Where do I go now? It was well past closing time so it was no use ringing the TechGuys at PC World, as though I would! Much better bet, a quick email to my son and heir, better known to some of you as Drewble, he sorts out this sort of thing for a living - HELP.

I awoke to find a reply from Andrew suggesting that I remove the HD from the laptop and insert it in an external HDD cady which could be run from a USB port. He recommended a 2.5in Icy HDD enclosure which I could have obtained fro my local Maplins for the sum of £29.99 but I discovered that PC World which is next door, had an Akasa Integral 2.5in external enclosure for £19.99, so that was the one I bought, I am a pensioner, almost. I also bought a new 2.5in HD for the Inspiron whilst I was at it, a Samsung 80GB HD for the princely sum of £59.99. So with the goodies under my arm I set off home more with hope than expectation.

I removed the Inspiron HD and inserted it in the new enclosure, a simple job. The hardest part was getting the HD out of the laptop but it just needed a bit more brute force than I was applying.
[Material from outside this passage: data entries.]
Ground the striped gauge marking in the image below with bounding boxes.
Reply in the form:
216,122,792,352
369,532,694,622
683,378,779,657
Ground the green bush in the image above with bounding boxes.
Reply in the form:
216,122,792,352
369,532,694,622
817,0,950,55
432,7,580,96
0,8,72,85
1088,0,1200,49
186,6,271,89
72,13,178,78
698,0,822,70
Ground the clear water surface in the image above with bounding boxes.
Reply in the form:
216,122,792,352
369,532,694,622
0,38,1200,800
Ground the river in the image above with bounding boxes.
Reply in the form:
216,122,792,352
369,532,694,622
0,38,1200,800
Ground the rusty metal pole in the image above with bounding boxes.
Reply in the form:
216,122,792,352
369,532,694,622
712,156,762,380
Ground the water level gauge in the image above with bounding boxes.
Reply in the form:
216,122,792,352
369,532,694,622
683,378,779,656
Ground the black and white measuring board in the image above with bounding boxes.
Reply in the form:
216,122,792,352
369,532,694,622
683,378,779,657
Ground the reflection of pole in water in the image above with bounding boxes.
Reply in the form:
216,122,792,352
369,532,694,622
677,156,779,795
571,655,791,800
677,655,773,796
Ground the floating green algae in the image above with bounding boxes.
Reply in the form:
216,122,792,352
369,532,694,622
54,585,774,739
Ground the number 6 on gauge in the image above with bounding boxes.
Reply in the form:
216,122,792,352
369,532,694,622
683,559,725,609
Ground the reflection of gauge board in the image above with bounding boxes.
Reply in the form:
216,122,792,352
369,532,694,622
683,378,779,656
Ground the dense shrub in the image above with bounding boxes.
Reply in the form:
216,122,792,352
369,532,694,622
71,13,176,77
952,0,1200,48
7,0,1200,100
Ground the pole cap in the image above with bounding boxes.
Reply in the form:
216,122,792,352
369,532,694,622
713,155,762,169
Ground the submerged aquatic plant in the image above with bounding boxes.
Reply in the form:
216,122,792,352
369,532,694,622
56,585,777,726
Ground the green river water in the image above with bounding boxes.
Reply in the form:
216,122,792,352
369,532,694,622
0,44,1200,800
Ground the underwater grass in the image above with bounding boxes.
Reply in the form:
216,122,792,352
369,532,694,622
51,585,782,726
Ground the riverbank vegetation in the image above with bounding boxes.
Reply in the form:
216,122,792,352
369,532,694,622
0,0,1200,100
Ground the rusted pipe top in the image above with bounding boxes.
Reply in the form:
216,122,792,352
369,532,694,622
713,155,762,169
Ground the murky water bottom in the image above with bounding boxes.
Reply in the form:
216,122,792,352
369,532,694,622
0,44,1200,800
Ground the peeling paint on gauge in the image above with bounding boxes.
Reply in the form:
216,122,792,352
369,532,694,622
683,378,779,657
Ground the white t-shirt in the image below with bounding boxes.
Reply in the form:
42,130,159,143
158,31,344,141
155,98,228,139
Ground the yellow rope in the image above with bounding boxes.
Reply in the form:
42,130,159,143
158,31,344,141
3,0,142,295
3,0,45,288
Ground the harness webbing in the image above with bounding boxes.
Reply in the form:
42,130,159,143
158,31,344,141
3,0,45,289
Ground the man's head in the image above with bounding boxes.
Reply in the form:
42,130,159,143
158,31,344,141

The only viable PC available to test the new gizzmo was my old Dell W98E. So I installed the drivers that came with the HDD enclosure and connected the USB (1.1) cable and the 5v USB power cable which were provided. The device, according to the literature works with W98E and USB 1.1. I was delighted to discover the HD was spinning in the enclosure but alas I could not see the drive, failure, may be not!

At this point I decided to fit the new Samsung HD to the Inspiron and reinstall XP. this was straight forward the laptop booted from the XP Pro CD and installed itself no problem. I decided to try the Akaska HDD before installing all the Windows updates. Plugged in the cables, again 1.1 on the Inspiron, - BINGO the laptop detected the device and autoplay found all my folders and files - YIPEEEEEEEE......... we were back in business.

The moral of this story is, isn't it always? Back up your data and preferably create a HD image so that you don't have the fag of reinstalling everything.

Write out 100 times - I must back up my data..........

WARNING - this fix is the equivalent of using a Defibrillator on a dying man it may only work once. If your HD does fire up you may only have the one chance to recover your data, so copy off the important stuff first. Mine ran long enough to recover "My Documents" and all sub-folders, which was pretty large but then it made a horrible grinding noise and stopped never to go again! Best of luck.

Don't blame me if it does not work but you can send a cheque if it does, I will leave the amount up to your gratefulness!